Keith Skeoch, chief executive of Standard Life Investments (SLI), said the “toxic” effects of inflation-targeting meant long-term investors such as pension funds and insurance companies were being forced to take shorter-term views in an attempt to deliver returns.
In a speech to the North East Chamber of Commerce in Middlesbrough last night, Skeoch said it was difficult to develop investment processes and portfolios that “bridge the gap” between the length of time that institutions need to invest for and the periods for which predictable returns are available.
While pension funds often need to invest for periods of more than 20 years, he said SLI research suggested the “sweet spot” for delivering superior returns is between two and five years.
Skeoch praised the recent Kay Report, which concluded that a lack of trust and over-reliance on bonuses have created a short-termist culture in financial markets, and said it contained a number of good proposals.
In his report for Business Secretary Vince Cable, Professor John Kay – a former member of the Scottish Government’s Council of Economic Advisers – said the financial sector is too heavily geared towards instant rewards for traders instead of long-term investments.

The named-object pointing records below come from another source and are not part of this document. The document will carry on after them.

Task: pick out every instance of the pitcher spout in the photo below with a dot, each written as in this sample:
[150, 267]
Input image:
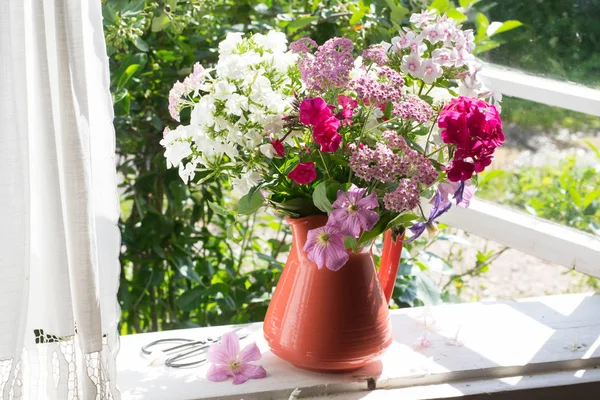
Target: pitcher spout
[390, 262]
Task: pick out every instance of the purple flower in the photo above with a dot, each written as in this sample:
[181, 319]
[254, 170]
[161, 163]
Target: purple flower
[462, 192]
[353, 212]
[325, 247]
[228, 361]
[439, 207]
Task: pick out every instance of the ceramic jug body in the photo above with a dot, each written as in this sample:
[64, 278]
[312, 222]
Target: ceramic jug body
[324, 320]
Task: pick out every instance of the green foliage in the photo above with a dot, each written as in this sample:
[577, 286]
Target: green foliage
[188, 259]
[566, 194]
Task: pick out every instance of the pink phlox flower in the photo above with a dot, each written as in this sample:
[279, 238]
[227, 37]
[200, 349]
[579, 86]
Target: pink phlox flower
[462, 192]
[325, 247]
[329, 67]
[353, 211]
[375, 53]
[229, 362]
[313, 111]
[325, 134]
[348, 105]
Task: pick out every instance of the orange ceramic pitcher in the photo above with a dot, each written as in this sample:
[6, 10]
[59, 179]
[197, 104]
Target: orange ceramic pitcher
[329, 321]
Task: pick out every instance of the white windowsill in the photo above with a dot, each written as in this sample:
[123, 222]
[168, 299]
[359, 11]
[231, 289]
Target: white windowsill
[511, 345]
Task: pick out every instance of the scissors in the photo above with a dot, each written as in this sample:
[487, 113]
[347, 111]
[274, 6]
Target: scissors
[183, 350]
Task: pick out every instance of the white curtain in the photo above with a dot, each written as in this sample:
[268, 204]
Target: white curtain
[59, 240]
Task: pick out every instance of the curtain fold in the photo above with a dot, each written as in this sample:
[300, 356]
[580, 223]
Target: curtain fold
[59, 241]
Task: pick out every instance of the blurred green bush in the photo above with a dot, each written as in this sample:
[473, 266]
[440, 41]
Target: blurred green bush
[186, 263]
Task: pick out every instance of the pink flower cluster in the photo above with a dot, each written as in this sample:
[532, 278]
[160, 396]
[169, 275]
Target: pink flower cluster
[317, 113]
[413, 107]
[475, 128]
[404, 198]
[379, 90]
[376, 53]
[329, 67]
[385, 165]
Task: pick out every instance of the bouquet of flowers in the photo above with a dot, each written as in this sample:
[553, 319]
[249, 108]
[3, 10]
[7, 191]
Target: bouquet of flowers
[315, 129]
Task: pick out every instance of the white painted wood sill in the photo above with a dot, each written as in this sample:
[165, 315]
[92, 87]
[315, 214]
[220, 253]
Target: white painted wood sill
[502, 346]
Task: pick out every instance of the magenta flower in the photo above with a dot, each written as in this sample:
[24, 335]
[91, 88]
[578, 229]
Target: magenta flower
[314, 111]
[353, 212]
[461, 191]
[325, 134]
[228, 361]
[303, 173]
[348, 105]
[325, 247]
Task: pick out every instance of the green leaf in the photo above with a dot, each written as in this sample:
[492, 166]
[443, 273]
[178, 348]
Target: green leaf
[488, 176]
[320, 198]
[594, 148]
[427, 289]
[218, 209]
[366, 238]
[467, 3]
[127, 74]
[250, 203]
[481, 24]
[188, 271]
[141, 45]
[301, 23]
[139, 58]
[456, 15]
[358, 12]
[160, 22]
[119, 95]
[190, 299]
[168, 55]
[590, 197]
[484, 46]
[505, 26]
[440, 5]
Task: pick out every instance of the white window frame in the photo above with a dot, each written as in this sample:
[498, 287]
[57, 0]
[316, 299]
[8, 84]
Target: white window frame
[541, 238]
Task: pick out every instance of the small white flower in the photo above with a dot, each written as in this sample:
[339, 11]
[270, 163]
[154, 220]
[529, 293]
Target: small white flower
[236, 104]
[230, 42]
[177, 151]
[430, 71]
[434, 33]
[411, 64]
[187, 171]
[203, 112]
[247, 181]
[224, 89]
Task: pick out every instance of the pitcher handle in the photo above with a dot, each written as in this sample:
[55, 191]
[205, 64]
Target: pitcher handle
[390, 261]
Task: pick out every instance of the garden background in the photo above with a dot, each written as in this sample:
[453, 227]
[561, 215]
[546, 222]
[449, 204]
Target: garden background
[188, 261]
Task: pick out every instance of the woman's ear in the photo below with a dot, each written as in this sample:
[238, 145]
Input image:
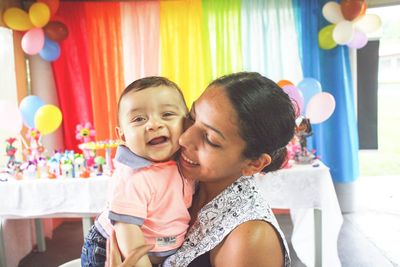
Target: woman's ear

According to the Office for National Statistics, City windfalls accounted for 36 per cent of the £37 billion of total bonuses paid out last year, even though just 4 per cent of total employees work in the finance and insurance industry.
Kay’s report, delivered in July, also questioned why executives needed to be paid bonuses at all, saying they were relatively unusual until the 1980s, and said the trend encouraged “bad long-term decisions”.
The UK Shareholders’ Association (UKSA) has criticised Cable for failing to take Kay’s recommendations into account when drawing up a consultation on executive pay. Kay had argued that bonuses should be paid in shares, held at least until the executive has retired.
“Despite the importance of these proposals, new reporting regulations have been prepared which ignore them,” the UKSA said, calling for the draft regulations to be taken back to the drawing board.
Skeoch said this year’s “shareholder spring” shows investors are starting to take action. Firms including Aviva, Trinity Mirror and William Hill, faced a backlash from shareholders over their executive pay plans. He added: “If implemented, many of Professor Kay’s proposals will give governance another nudge in the right direction on its continuing evolutionary journey.”
However, Skeoch said he believed that bankers’ bonuses were “the symptom rather than the cause” of the problems facing the financial system, and questioned whether the drive for lower inflation was creating more risk.
The UK government has set a target of 2 per cent for inflation as measured by the consumer prices index. The rate fell to 2.5 per cent in August, from 2.6 per cent the previous month.
Skeoch said: “If inflation-targeting is successful, one of the main benefits is a low and stable interest environment, which… should lower the price for credit and increase demand for it.”